Sokaklar Tekin Değil’deki şiirler birbirlerini içlerindeki karanlıkla beslerken, zaman zaman okuyucuya aynı şiirleri okuduğunu düşünmesine de neden oluyor. Çünkü çoğu yerde şairin elindeki mürekkepli tüy, kanlı bir neştere dönüşüyor! Lisa Minelli’nin de babası olan usta yönetmen Vincente Minelli’nin filmlerindeki replikler gibidir Öktem’in dizeleri: ‘‘Bazen tedavi, hastalığın kendisinden daha fazla acı verir.’’ (Gigi adlı filmden). ‘‘Genç duygularımla ne yapacağımı bilecek kadar yaşlıyım!’’ (Paris’te Bir Amerikalı’dan).
Bazen tedavi ümitsiz bir aşkta, bazen kaçmakta, bazen gülümsemedeki gölgelerle çarpışmakta, bazen de insanlara olan güvensizlik nedeniyle toplum hayatından uzaklaşmakta görülür. Altay Öktem aynı zamanda bir doktor olarak, ‘kendini şiire vererek; kimsenin elinden tutmadan zirveye doğru düşmenin yolunu yöntemini buldu’ belki de. Şiirini bu kitabıyla iyice derinleştiren Öktem, kendi açtığı akağında, şiir okyanusuna varmış. Yazdığı şiir herkesten farklı bir yerde duruyor, çalkantılı ve uğultulu bir kırmızı okyanusta!

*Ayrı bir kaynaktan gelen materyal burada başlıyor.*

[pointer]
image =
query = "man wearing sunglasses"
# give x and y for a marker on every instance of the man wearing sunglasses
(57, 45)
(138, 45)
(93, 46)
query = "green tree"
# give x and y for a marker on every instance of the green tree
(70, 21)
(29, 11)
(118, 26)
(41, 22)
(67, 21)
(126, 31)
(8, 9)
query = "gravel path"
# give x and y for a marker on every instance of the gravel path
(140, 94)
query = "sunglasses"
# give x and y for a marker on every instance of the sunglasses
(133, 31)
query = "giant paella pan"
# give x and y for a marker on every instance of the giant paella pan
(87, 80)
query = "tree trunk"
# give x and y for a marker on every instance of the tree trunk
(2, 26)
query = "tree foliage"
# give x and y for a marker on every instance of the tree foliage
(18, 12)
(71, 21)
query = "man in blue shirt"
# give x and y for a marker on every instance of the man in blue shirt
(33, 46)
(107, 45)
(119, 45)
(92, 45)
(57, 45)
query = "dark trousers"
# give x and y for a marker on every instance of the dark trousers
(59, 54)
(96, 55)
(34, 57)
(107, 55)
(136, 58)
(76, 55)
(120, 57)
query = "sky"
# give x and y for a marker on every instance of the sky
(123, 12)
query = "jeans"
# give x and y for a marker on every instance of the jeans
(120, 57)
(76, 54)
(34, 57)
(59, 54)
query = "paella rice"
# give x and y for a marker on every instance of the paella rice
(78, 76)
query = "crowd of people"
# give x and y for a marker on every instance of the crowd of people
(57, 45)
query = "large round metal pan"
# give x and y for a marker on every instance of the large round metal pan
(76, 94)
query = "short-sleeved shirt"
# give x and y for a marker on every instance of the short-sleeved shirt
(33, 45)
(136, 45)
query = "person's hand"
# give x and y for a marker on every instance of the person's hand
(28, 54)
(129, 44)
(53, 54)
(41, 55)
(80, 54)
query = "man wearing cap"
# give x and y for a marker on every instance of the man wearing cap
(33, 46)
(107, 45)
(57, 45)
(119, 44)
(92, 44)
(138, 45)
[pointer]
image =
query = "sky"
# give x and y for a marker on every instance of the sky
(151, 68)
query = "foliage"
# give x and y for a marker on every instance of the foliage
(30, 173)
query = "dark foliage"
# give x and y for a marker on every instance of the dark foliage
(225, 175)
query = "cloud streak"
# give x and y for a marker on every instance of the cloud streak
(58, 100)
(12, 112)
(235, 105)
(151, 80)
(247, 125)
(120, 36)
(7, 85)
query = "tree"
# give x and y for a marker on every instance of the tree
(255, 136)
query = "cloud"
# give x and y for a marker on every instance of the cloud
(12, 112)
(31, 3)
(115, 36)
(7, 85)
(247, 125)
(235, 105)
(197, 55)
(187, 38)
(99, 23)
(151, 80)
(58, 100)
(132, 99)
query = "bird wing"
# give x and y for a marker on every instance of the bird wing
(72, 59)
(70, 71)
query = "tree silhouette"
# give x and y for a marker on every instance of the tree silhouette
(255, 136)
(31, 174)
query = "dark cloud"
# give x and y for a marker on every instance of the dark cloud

İnsanın günah işlediğini bilmesi için nasıl Papa’nın sözü gerekmiyorsa; Altay Öktem şiirlerinin de güzel düşleri değil, kabusları içerdiğini Uyku Tanrısı’nın söylemesine gerek yok! Korkuyorsanız, bu kitap size göre değil! Alt kültürün ‘şeytan aletleri’ne dokunmayan, sokağa inmeyi, karanlıklarda gezmeyi hiç başaramayan şairleri okuyun o zaman! Hem duymadınız mı, sizi önceden uyarmıştı: ‘Sokaklar Tekin Değil!’